Instead of showing her around one of the greatest cities in the world, they sit around watching TV and smoking cigarettes. Willie’s dimwitted buddy Eddie (Richard Edson) shows up, and takes a shine to the newcomer. After her stay is over, she leaves for Cleveland. That’s it.
A year later, Willie and Eddie feel the urge to see somewhere new, and go to visit Eva in Cleveland. Once there, they don’t do much apart from sit around watching TV and smoking. They eventually get off their butts to visit Lake Erie in the middle of a snowstorm, but the lake is lost in a complete white out. Eventually they “rescue” Eva from her humdrum existence as a waitress in a burger joint and head for Florida, the “Paradise” of the title. Guess what happens down there? You’re right, not much.

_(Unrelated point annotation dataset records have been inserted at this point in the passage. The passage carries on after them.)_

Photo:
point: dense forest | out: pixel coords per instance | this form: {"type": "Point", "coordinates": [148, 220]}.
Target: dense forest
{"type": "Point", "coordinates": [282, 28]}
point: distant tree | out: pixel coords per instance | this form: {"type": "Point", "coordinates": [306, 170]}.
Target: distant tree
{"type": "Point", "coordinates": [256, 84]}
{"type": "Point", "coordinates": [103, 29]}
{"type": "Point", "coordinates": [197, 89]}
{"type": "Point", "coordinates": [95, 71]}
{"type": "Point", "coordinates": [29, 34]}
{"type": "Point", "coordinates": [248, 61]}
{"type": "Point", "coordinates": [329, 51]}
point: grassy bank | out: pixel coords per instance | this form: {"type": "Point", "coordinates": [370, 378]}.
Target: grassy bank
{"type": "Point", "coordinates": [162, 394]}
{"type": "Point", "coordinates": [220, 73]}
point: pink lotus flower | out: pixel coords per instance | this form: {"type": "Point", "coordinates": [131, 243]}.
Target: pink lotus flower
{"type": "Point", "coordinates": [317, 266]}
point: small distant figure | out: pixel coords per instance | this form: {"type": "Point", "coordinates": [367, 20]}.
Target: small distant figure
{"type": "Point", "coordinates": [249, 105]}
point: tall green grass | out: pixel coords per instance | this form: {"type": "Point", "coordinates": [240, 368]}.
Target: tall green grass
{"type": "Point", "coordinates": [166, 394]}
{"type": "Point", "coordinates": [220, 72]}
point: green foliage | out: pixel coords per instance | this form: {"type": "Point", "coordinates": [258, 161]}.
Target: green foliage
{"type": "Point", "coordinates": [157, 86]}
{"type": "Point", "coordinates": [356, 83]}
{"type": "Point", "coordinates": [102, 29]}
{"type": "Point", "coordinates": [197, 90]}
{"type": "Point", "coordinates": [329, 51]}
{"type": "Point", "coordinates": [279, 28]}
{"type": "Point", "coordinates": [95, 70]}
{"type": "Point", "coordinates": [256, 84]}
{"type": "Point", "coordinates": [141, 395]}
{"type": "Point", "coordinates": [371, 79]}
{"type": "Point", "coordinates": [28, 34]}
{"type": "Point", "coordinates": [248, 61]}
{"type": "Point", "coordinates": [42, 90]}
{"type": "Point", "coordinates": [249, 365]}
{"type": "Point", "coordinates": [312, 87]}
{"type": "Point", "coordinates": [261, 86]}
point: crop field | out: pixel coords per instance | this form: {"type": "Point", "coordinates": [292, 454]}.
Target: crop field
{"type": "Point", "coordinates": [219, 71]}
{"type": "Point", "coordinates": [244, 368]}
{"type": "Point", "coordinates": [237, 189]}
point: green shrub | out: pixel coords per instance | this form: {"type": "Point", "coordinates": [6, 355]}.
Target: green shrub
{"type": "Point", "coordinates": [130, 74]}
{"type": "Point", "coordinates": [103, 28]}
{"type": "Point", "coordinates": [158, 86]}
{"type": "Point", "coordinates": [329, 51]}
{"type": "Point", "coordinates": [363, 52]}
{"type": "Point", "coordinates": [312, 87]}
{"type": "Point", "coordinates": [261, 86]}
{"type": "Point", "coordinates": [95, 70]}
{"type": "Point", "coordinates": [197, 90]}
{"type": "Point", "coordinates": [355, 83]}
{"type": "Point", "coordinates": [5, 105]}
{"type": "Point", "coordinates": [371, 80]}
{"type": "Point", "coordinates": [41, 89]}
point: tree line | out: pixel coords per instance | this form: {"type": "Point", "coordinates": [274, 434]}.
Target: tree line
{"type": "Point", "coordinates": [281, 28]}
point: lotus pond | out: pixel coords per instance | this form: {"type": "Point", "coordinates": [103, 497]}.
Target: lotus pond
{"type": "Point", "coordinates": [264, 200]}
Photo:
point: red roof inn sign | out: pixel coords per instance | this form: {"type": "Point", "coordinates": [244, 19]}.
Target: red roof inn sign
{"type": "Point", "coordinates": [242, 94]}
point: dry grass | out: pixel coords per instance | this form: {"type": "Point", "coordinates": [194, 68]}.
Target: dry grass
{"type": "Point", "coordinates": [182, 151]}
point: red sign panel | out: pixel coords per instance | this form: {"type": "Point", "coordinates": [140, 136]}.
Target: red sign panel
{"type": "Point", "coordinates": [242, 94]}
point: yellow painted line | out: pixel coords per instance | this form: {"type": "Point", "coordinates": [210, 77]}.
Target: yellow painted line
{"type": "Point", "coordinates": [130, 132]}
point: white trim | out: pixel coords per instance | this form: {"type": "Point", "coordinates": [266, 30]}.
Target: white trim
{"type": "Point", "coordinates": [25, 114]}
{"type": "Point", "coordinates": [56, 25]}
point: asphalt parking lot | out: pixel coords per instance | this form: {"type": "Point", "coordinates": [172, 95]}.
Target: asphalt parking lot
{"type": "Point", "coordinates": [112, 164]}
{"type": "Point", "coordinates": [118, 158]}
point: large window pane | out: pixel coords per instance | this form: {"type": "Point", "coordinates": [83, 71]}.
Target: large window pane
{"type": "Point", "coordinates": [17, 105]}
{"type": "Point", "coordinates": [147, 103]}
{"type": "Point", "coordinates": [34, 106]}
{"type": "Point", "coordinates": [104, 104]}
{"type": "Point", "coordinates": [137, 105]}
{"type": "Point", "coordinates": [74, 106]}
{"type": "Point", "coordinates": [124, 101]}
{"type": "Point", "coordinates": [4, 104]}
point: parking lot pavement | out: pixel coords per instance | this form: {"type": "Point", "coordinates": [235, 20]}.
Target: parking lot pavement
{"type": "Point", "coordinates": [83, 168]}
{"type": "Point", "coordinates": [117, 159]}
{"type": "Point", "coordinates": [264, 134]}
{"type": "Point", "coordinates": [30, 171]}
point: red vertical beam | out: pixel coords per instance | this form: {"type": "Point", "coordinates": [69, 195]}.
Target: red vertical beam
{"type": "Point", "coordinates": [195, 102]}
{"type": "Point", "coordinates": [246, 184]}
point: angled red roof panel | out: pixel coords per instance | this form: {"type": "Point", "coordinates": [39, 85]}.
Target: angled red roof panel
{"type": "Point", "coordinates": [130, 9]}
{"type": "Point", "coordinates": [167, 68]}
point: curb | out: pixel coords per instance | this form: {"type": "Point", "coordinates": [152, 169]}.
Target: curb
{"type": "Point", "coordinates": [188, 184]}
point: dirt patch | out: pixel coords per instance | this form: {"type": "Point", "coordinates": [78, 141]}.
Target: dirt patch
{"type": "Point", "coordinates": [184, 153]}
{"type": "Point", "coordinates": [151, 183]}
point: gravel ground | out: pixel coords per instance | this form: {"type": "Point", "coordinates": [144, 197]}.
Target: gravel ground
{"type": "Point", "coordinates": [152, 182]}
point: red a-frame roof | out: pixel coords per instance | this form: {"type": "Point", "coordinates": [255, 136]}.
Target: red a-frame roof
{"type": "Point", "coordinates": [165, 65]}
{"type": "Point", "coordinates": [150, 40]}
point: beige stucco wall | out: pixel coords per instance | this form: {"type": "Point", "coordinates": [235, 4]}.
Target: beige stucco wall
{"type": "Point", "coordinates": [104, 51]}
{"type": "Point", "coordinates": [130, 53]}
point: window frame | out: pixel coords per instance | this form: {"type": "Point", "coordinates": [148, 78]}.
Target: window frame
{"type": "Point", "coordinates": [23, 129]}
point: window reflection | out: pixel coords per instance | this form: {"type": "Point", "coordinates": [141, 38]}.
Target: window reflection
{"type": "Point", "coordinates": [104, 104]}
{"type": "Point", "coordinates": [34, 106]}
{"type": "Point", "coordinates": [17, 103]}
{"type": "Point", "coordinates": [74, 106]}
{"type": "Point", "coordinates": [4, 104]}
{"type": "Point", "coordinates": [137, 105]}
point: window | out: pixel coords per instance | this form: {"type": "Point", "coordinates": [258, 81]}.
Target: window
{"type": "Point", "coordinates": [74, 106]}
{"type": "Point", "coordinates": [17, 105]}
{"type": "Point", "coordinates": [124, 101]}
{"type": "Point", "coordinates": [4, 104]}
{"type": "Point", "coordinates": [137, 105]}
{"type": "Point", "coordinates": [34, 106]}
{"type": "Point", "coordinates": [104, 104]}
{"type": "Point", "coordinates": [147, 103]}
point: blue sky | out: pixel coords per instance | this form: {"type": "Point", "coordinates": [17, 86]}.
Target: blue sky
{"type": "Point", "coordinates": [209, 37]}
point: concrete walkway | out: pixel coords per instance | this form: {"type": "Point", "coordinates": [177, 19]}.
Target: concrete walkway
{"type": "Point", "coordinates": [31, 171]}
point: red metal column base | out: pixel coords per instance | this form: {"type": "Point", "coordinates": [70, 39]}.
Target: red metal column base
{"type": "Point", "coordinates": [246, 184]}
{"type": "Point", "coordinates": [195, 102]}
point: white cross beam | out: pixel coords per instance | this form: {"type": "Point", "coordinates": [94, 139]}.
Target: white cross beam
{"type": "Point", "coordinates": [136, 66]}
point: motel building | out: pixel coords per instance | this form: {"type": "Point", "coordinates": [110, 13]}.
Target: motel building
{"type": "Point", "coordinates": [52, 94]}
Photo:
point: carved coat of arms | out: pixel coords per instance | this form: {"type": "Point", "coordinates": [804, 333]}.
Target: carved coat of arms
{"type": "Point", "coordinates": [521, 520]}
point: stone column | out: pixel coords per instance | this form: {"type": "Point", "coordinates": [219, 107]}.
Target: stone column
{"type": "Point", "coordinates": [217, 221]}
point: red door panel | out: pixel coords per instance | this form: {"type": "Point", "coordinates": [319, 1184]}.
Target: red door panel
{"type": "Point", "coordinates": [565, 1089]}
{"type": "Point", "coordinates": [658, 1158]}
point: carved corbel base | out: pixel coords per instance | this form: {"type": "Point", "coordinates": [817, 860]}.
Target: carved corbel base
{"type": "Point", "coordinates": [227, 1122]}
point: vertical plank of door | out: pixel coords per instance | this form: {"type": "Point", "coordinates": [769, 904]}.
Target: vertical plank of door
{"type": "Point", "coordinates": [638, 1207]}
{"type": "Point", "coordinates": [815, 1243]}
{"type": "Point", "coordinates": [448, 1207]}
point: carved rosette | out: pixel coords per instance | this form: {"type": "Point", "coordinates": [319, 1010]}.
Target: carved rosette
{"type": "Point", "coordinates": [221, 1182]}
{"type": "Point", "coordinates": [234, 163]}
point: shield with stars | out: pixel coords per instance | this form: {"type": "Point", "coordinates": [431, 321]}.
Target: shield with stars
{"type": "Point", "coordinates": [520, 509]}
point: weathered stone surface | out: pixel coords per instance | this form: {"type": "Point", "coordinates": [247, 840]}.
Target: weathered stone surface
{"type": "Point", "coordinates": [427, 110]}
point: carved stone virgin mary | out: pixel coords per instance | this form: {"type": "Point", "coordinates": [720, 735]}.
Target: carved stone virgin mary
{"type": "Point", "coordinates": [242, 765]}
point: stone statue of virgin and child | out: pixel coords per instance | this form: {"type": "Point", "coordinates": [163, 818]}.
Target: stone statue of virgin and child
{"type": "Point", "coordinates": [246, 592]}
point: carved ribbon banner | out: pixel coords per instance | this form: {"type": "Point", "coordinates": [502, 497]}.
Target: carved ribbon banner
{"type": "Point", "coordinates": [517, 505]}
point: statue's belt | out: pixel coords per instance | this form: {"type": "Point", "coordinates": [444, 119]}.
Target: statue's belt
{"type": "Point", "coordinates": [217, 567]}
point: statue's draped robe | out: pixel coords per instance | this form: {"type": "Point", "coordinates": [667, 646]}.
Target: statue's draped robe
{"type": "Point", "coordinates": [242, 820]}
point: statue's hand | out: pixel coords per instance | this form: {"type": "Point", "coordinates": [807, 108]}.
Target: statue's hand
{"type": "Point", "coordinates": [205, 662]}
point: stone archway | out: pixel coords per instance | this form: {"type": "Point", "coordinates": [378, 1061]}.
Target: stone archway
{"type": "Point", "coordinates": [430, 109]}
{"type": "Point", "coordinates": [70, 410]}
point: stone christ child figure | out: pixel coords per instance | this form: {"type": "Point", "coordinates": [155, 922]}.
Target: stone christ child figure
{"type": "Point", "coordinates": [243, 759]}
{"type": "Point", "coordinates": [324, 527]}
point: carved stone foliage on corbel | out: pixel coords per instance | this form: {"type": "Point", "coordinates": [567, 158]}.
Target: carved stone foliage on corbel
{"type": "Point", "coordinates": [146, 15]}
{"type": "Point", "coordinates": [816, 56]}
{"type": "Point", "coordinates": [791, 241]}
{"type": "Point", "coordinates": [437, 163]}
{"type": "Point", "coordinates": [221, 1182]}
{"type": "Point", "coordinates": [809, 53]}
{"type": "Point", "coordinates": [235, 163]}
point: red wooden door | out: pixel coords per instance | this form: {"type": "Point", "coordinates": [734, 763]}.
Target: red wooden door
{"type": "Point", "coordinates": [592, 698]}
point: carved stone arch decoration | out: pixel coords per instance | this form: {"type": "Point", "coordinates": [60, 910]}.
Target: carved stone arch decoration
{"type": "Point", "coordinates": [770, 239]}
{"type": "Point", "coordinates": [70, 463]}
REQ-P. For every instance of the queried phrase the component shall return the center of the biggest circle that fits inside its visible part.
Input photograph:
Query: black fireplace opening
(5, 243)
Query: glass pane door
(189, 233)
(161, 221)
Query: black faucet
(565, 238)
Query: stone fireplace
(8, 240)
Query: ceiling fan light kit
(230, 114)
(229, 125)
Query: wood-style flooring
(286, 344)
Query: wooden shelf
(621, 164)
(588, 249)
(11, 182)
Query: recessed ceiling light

That sounds pretty boring, I know. This is a film about what people do when they’ve got nothing to do, and no money to do it with. It’s about what people talk about when they’ve got nothing to say. Yet it’s a very gentle film – so many movies about poor people are politicized or angry, but Jarmusch isn’t really interested in creating some tub-thumping polemic. He’s interested in people at the arse-end of the American Dream, and evidently feels a kinship with his characters. Kindness isn’t a word normally used when describing film, but this is a very kind piece of work – kind to its characters and kind to its audience. Jarmusch displays an observational empathy for their routine, neither sentimentalising or patronising them.

Stranger than Paradise understands that if you’ve got no money and no place to go, then everywhere is basically the same. Tom DiCillo’s evocative cinematography captures the strange emptiness of urban decay, of places created by humans where people look alien in their surroundings. I left England because the towns within my scope of understanding all seemed the same, every place looking like a roundabout with a Tesco, Burger King and PC World in the middle. Unless you’re doing well for yourself, the hinterland of New York must look very much like the boondocks of Cleveland or the backwaters of Florida.
It’s deadpan fatalism feels like a visual representation of a song rather than a film, and from a British perspective at least, like a mellow precursor to the celebrations and commiserations of working class life offered by the Britpop bands of the Nineties –
Is it worth the aggravation
to find yourself a job when there’s nothing worth working for?
It’s a crazy situation
but all I need are cigarettes and alcohol.
Or
Rent a flat above a shop,
Cut your hair and get a job,
Smoke some fags and play some pool…
I’ve read pieces calling Jarmusch’s films “hangout” movies, and I really got that with Stranger than Paradise. While Willie and Eddie aren’t the kind of guys you’d aspire to be or necessarily want in your life if you’re anyway ambitious, it is comfortable spending time in their company. As someone who spent a lot of time back in the day smoking, drinking, and playing video games with my flatmate because we were unemployed and broke, it felt a lot like home.
Now when I go back to visit, I always spend some time with my old flatmate. I’ve moved on, but I always get the sense that if he had his way, we’d still be living together and playing games until four in the morning. Strange how I always slip right back in, as if instead of living in another country for the past eight years I’d just popped around the corner for more beer and fags. The Xbox controller never seemed to cool from the warmth of my hand.
Sorry that the review turned a bit personal there. That’s where Stranger than Paradise took me, and I cherished every moment of its deadbeat charm. It made me realise that maybe Jarmusch’s movies aren’t so exclusive after all; that they’re there deliberately hanging out on the periphery, steadfastly refusing to conform to the norm, waiting for the misfits and the oddballs to come join the party.